CGG’s data continues to grow in volume, variety and velocity, said Cox, adding that the company will continue to invest in Big Data technologies to address this data. This includes its use of technology for the past decade from Objectivity. CGG has used this technology to store processed data, meta data, and derived data.
Object Modelling Behind Objectivity Technology
Founded in the late 1980s, Objectivity is a developer of high-performance distributed object data technology, with deep domain expertise in fast data fusion and decades of experience in “beyond petabyte” data volumes, said Brian Clark, corporate VP of product at Objectivity, during the webinar.
The technology is based on object data modelling, which came out of the telecommunication and manufacturing industries’ need to deal with a diverse array of data.
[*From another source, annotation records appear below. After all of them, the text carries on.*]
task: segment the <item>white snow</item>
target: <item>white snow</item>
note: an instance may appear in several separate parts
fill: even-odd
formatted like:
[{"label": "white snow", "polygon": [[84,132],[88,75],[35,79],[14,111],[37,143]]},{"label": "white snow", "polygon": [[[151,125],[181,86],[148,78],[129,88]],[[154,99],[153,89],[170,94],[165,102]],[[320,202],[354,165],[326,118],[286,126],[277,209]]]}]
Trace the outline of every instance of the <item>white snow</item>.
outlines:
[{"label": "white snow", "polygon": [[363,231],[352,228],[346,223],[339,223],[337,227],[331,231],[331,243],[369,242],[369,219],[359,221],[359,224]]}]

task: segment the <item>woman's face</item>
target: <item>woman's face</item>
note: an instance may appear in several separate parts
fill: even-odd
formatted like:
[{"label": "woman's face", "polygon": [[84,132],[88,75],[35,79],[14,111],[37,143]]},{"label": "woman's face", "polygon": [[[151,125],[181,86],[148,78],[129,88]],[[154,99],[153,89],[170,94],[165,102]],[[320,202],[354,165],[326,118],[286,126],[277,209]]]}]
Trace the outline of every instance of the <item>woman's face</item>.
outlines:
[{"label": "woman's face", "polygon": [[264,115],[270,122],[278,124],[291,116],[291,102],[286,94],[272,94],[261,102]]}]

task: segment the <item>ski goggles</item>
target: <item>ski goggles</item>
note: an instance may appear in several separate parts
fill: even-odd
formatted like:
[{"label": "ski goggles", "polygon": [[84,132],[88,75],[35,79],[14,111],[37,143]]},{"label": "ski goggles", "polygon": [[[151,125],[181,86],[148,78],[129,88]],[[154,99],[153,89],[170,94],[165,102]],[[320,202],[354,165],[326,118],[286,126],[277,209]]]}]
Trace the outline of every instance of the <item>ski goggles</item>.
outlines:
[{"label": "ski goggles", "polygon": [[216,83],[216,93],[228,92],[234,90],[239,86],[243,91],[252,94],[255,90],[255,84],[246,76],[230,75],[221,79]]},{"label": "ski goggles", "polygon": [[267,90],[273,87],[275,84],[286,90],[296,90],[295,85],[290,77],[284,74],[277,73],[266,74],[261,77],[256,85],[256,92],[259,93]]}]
Object data modelling provided the agility needed to support complex, multidimensional queries. Because of the proliferation of data models and associated techniques, this technology filled a niche role. But the phenomenon of Big Data and complex sensor data triggered the wider use again of object data modelling, which provides support for what is called multi-dimensional indexing.
Like the other companies with whom Objectivity works, CGG needed a technology that would allow it to handle lots of data very quickly. The company’s technology fuses Big Data and Fast Data together so that data can be analyzed and generate business value for a company.
CGG – Schlumberger through its WesternGECO division – are facing similar challenges. Methodologies for collecting data such as wide azimuth scans are generating much more high density data than previous methods did, and overall, seismic surveys are gathering more data than ever. The larger volumes of overall data and high density data are challenging the cost-effectiveness of current systems. Besides cost, another driver behind the adoption of Big Data technology is the need to do more interesting analytics on a particular data set or small data set.
Objectivity’s technology combines Big Data – data gathered from mobile devices that historically is used for batch analytics and can wait – with Fast Data, or sensor data, flowing from many sources of Internet of Things (IoT) technologies. This data is transformed through filtering, refining and cleaning and value add, and then stored beside Objectivity’s application alongside existing data on Hadoop as needed.
Objectivity’s “secret sauce” is a federated database, which is actually a collection of databases that can be spread around the network. The processing can be spread around as well. Due to its architecture, a client application can access data anywhere in the federation – it doesn’t need to know the actual location, said Clark.
“Within the database, we organized the objects and relationship into containers, which are a way of clustering a logical group of objects together for efficient physical access,” Clark said. “In the object database world, the relationships between the data are as important if not more important than the data itself. Each data has its own unique 64-bit ID, meaning that we can address thousands of trillions of unique objects, and thousands of petabytes of storage.”
No matter how many objects or storage, finding an object by the ID is very fast regardless of the number of objects. As a result, data and processing where they’re needed. Designed as a distributed architecture, where data and processing can be spread out the network, allowing for a more cost effective, scalable solution.
Why are objects a good fit? Originally, data fusion dealt with hard data or sensor data, and objects are a good way to express this information. Information fusion brings much more soft, or unstructured data, such as email, social media, text, audio and video, into the picture. Expressing this data as objects allows for a better understanding of this data, such as meaning, context, and ontologies. Both objects and relationships are needed to express this information, Clark said.
Besides CGG, the company has worked with companies that have been doing the equivalent of information fusion for many years. These companies include Boeing, government agencies, Telco and network customers, technology partners such as databricks and Intel and SI partners like Raytheon.
The coming market for the industrial Internet of Things not only is huge in volume, but in the commercial value of using data to solve business problems. The vast majority of data for industrial IoT will come from sensors delivering streaming and Fast Data, said Clark. At the moment, the biggest obstacle is making sensor data useful to analytics.